Garetosmab

Monoclonal antibody
- Type: ?
- Target: Activin A

Clinical data
- Trade names: Pasatru
- Other names: REGN-2477, garetosmab-grts
- AHFS/Drugs.com: Pasatru
- License data: US DailyMed: Garetosmab;
- Routes of administration: Intravenous
- ATC code: None;

Legal status
- Legal status: US: ℞-only;

Identifiers
- CAS Number: 2097125-54-5;
- DrugBank: DB16379;
- UNII: KR9ZSKO5QE;
- ChEMBL: ChEMBL4298176;

= Garetosmab =

Monoclonal antibody

Garetosmab, sold under the brand name Pasatru, is a fully human, IgG4 monoclonal antibody used for the treatment of fibrodysplasia ossificans progressiva. It is an activin signaling inhibitor against activin-A.

The most common side effects include nosebleeds, increased hair growth, abscess, and acne.

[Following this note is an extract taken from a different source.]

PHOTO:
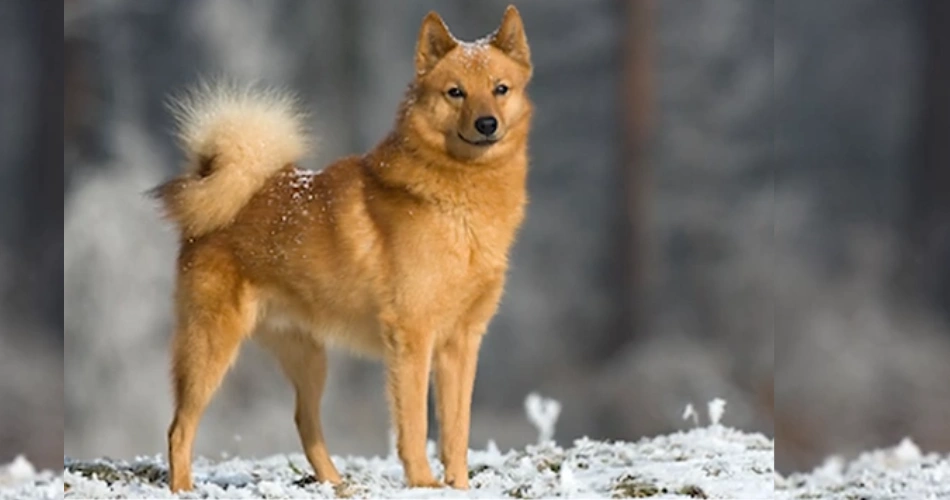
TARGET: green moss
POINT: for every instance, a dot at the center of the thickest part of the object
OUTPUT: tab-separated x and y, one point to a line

Garetosmab was approved for medical use in the United States in August 2026.

== Medical uses ==
Garetosmab is indicated to reduce formation of new heterotopic ossification lesions and clinician-assessed flare-ups in adults with fibrodysplasia ossificans progressiva.

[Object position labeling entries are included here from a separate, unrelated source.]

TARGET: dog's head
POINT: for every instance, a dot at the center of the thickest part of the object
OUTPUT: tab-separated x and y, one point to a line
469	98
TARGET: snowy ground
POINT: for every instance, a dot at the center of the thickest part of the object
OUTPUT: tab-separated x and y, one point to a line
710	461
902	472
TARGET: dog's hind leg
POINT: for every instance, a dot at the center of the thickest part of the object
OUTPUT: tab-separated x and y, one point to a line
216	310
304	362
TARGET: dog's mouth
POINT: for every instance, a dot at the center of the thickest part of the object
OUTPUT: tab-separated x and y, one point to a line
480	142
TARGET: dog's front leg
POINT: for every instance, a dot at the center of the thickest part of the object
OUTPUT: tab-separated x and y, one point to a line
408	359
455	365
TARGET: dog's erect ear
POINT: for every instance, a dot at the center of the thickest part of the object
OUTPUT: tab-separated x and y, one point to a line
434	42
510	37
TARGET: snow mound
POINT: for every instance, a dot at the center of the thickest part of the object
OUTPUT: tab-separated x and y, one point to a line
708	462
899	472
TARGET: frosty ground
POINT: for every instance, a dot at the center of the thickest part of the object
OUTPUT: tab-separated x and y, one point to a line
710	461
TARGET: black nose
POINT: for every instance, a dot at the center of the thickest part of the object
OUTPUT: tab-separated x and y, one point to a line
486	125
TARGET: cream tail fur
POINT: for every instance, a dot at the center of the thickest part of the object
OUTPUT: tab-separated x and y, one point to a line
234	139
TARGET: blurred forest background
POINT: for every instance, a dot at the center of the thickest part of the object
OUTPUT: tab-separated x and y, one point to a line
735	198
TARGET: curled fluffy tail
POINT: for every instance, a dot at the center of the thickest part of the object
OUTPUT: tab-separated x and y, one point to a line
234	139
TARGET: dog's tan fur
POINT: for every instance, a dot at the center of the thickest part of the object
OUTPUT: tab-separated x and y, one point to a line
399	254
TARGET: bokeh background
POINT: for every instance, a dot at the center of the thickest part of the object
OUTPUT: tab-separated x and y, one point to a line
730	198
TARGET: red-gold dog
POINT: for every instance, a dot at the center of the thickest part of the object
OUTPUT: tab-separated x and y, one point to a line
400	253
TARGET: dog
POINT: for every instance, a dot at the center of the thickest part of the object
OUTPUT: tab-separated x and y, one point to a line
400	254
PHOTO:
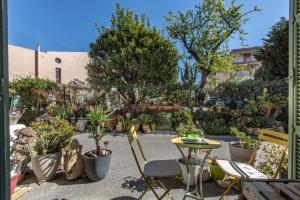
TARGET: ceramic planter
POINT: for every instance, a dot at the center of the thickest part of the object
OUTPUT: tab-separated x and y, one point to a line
97	168
146	128
239	154
151	107
45	167
216	172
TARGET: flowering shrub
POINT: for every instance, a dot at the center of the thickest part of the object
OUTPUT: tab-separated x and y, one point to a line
268	157
52	135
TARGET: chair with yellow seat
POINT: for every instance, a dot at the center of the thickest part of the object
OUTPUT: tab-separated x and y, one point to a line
155	171
238	172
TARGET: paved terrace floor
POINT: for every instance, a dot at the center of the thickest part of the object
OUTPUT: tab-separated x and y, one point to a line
123	179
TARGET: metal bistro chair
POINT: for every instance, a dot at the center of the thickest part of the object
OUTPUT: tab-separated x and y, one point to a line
155	171
237	172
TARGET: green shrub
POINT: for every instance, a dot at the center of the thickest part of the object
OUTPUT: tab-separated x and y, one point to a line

Fibrodysplasia ossificans progressiva is a rare genetic disease caused by a mutation in activin A receptor-type 1, which controls new bone growth. As a result, connective tissues such as muscle, tendons and ligaments gradually turn into bone, causing limited movement, deformities, severe disability, and early death.

== Adverse effects ==
Garetosmab has a warning for fetal harm when administered during pregnancy.

== History ==
The effectiveness and safety of garetosmab were evaluated in a randomized, double-blind, placebo-controlled clinical study of 63 adults with fibrodysplasia ossificans progressiva. Participants received garetosmab 3 mg/kg, garetosmab 10 mg/kg, or placebo, each given by intravenous infusion every 4 weeks for 56 weeks. After the initial 56 weeks, 61 participants continued in an extended follow-up phase on the same treatment.

== Society and culture ==
=== Legal status ===
Garetosmab was approved for medical use in the United States in August 2026. The US Food and Drug Administration (FDA) granted the application for garetosmab breakthrough therapy, fast track, orphan drug, and priority review designations. The FDA granted the approval of Pasatru to Regeneron Pharmaceuticals.

=== Names ===
Garetosmab is the international nonproprietary name.

Garetosmab is sold under the brand name Pasatru.